A queda coincide com o início da intervenção do governo Lula de barrar a especulação com o preço do produto, após a agressão dos Estados Unidos e Israel contra o Irã, que fez o preço do barril de petróleo disparar. O diesel é fundamental para o transporte de caminhão, logo de alimentos que chegam à mesa dos brasileiros, além do transporte de passageiros.
Em abril, o presidente Lula aprovou a subvenção a produtores e importadores de diesel para conter a alta de preço. Com a medida, o diesel produzido no país pode receber até R$ 1,12/litro de subsídio e o importado, até R$ 1,52/litro, condicionado ao repasse do desconto aos consumidores. Além disso, o governo zerou as alíquotas dos tributos federais PIS e Cofins, que incidem sobre o óleo.

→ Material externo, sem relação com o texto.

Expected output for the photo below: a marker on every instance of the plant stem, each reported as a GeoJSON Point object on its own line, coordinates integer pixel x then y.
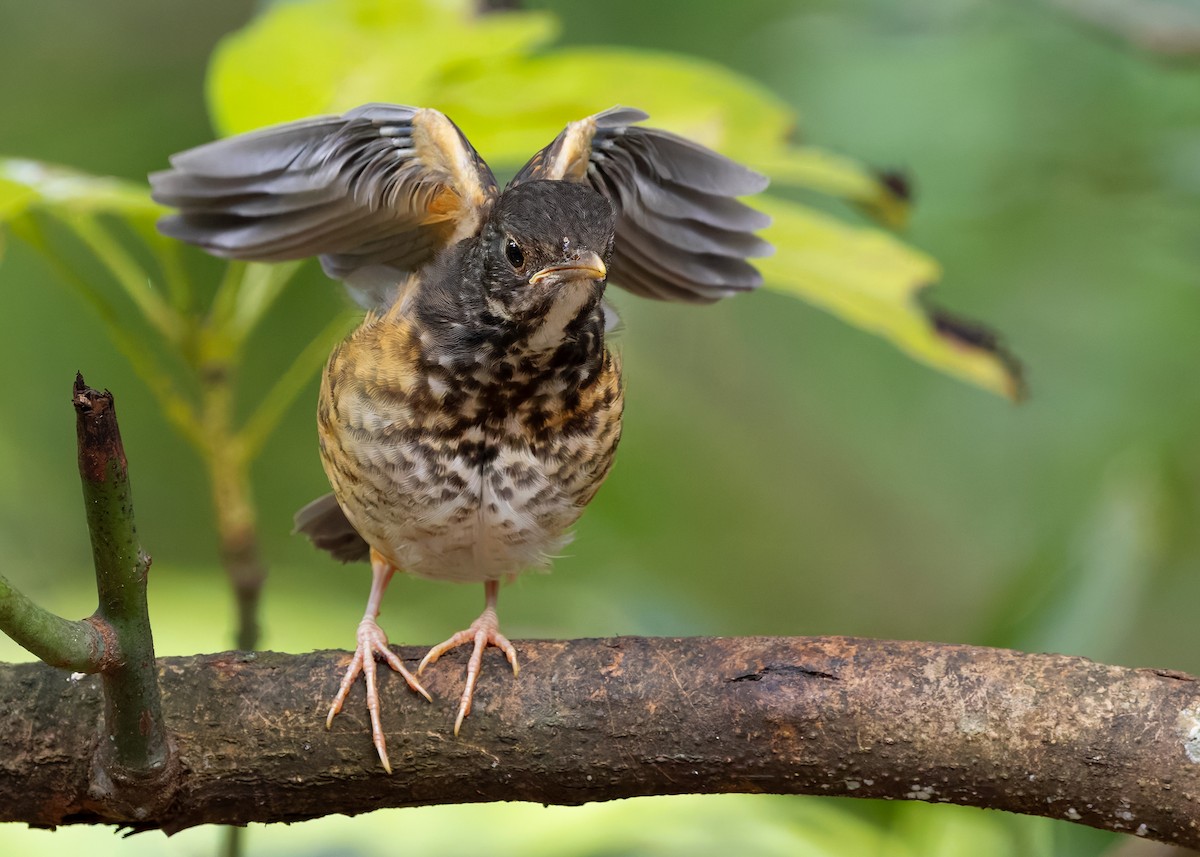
{"type": "Point", "coordinates": [233, 501]}
{"type": "Point", "coordinates": [76, 646]}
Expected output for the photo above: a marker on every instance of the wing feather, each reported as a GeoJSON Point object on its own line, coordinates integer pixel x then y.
{"type": "Point", "coordinates": [379, 189]}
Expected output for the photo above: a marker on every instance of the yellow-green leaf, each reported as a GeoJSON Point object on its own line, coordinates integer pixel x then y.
{"type": "Point", "coordinates": [873, 280]}
{"type": "Point", "coordinates": [370, 51]}
{"type": "Point", "coordinates": [495, 75]}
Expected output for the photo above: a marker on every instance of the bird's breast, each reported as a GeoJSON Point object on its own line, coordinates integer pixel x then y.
{"type": "Point", "coordinates": [463, 474]}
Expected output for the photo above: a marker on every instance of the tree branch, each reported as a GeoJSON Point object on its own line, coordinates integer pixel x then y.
{"type": "Point", "coordinates": [600, 719]}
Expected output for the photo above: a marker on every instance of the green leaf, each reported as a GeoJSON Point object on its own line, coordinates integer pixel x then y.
{"type": "Point", "coordinates": [510, 101]}
{"type": "Point", "coordinates": [33, 184]}
{"type": "Point", "coordinates": [370, 51]}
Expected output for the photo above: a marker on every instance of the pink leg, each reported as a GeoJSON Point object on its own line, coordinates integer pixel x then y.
{"type": "Point", "coordinates": [484, 631]}
{"type": "Point", "coordinates": [372, 641]}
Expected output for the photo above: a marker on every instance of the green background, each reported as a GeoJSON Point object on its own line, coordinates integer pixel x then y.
{"type": "Point", "coordinates": [780, 472]}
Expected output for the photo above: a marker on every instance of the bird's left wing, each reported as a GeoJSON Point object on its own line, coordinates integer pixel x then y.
{"type": "Point", "coordinates": [373, 192]}
{"type": "Point", "coordinates": [682, 234]}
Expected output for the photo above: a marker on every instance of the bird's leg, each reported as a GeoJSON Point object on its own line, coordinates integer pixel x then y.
{"type": "Point", "coordinates": [484, 631]}
{"type": "Point", "coordinates": [372, 641]}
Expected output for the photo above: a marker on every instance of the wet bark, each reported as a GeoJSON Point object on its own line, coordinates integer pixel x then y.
{"type": "Point", "coordinates": [600, 719]}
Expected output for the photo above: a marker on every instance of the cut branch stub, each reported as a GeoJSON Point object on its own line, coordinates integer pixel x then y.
{"type": "Point", "coordinates": [135, 771]}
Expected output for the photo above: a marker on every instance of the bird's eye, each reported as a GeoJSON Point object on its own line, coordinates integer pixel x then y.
{"type": "Point", "coordinates": [513, 253]}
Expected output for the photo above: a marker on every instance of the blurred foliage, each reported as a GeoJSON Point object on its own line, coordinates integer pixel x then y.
{"type": "Point", "coordinates": [498, 77]}
{"type": "Point", "coordinates": [779, 473]}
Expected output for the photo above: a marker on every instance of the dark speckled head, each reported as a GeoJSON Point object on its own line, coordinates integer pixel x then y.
{"type": "Point", "coordinates": [545, 225]}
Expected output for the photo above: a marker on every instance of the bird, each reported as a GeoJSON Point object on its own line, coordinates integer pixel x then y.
{"type": "Point", "coordinates": [473, 414]}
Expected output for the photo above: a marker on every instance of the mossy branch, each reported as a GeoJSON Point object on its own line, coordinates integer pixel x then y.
{"type": "Point", "coordinates": [599, 719]}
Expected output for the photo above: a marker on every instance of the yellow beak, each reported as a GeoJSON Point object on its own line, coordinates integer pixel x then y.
{"type": "Point", "coordinates": [589, 265]}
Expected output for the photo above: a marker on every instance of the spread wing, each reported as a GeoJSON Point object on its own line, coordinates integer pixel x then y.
{"type": "Point", "coordinates": [373, 192]}
{"type": "Point", "coordinates": [682, 234]}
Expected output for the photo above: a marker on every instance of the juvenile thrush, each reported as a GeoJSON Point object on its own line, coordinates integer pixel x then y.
{"type": "Point", "coordinates": [474, 413]}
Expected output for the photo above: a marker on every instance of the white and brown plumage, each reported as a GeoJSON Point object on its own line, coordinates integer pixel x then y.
{"type": "Point", "coordinates": [475, 412]}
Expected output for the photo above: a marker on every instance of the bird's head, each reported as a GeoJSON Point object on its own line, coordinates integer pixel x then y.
{"type": "Point", "coordinates": [546, 247]}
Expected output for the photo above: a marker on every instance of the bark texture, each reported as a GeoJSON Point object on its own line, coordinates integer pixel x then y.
{"type": "Point", "coordinates": [600, 719]}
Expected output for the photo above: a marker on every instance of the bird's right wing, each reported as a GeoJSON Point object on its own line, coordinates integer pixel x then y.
{"type": "Point", "coordinates": [373, 192]}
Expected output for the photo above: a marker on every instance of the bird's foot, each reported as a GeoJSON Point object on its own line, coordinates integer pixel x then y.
{"type": "Point", "coordinates": [372, 641]}
{"type": "Point", "coordinates": [483, 633]}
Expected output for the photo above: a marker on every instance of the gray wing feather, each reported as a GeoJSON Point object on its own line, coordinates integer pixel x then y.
{"type": "Point", "coordinates": [365, 191]}
{"type": "Point", "coordinates": [327, 526]}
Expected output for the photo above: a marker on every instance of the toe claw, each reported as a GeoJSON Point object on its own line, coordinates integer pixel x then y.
{"type": "Point", "coordinates": [371, 642]}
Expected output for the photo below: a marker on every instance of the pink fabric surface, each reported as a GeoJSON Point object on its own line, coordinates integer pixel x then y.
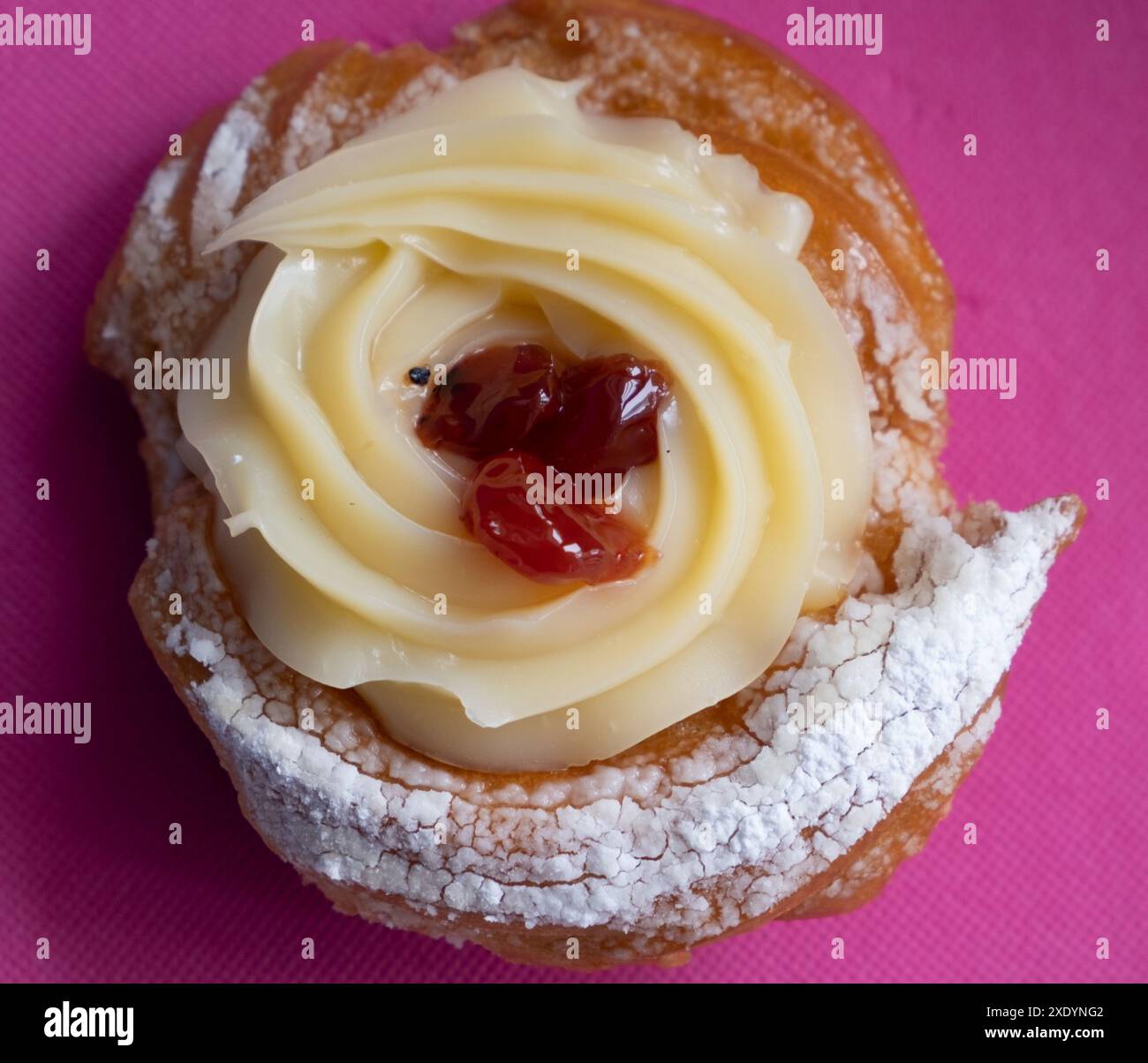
{"type": "Point", "coordinates": [1062, 859]}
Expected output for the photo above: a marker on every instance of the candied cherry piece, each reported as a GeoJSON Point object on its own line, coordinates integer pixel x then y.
{"type": "Point", "coordinates": [492, 398]}
{"type": "Point", "coordinates": [547, 543]}
{"type": "Point", "coordinates": [608, 421]}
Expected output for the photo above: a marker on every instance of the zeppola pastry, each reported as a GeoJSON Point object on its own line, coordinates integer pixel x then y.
{"type": "Point", "coordinates": [549, 530]}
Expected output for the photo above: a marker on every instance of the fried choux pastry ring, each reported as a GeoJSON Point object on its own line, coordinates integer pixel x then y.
{"type": "Point", "coordinates": [601, 239]}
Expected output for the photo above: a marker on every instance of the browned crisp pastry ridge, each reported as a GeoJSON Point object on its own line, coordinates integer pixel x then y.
{"type": "Point", "coordinates": [734, 817]}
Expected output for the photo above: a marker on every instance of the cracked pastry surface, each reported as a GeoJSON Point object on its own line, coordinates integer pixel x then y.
{"type": "Point", "coordinates": [738, 814]}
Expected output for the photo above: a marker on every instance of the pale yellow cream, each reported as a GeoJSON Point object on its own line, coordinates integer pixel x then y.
{"type": "Point", "coordinates": [455, 226]}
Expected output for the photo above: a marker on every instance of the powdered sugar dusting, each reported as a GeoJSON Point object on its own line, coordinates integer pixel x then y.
{"type": "Point", "coordinates": [762, 809]}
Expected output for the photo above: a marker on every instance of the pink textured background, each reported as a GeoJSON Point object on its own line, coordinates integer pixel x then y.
{"type": "Point", "coordinates": [1062, 856]}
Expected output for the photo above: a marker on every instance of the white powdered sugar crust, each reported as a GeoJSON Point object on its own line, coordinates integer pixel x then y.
{"type": "Point", "coordinates": [898, 681]}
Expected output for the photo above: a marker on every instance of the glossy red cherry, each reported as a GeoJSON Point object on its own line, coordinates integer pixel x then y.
{"type": "Point", "coordinates": [492, 398]}
{"type": "Point", "coordinates": [608, 421]}
{"type": "Point", "coordinates": [504, 509]}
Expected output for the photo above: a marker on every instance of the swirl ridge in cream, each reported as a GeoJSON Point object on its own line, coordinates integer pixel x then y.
{"type": "Point", "coordinates": [498, 213]}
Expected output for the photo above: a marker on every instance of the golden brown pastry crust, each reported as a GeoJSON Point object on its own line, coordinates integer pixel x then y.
{"type": "Point", "coordinates": [639, 57]}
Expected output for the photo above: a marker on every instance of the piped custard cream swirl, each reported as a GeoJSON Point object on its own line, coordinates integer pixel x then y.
{"type": "Point", "coordinates": [454, 228]}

Soma-se a essas ações, o esforço da Petrobrás em aumentar os investimentos nas refinarias, ampliando a produção de diesel – o Brasil ainda é dependente da importação de cerca de 30% de diesel – para fazer frente a alta do preço que ainda está 18,9% acima do período antes do início dos ataques ao Irã no final de fevereiro.
De acordo com mapa da ANP, conforme a Agência Brasil, no primeiro dia da agressão ao Irã, o diesel era vendido, em média, a R$ 6,09, atingindo o pico de R$ 7,58, em média, em 11 de abril. Na semana 3 a 9 de maio o preço medio do litro de revenda do diesel S10 estava em R$ 7,24.
O diesel S500, no mesmo período de cinco semanas, caiu de R$ 7,45 o litro para R$ 7,05, recuo de 5,37%. Antes da guerra, o aumento está em 17%.
O governo Lula também determinou o monitoramente e fiscalização sobre os preços dos combustíveis.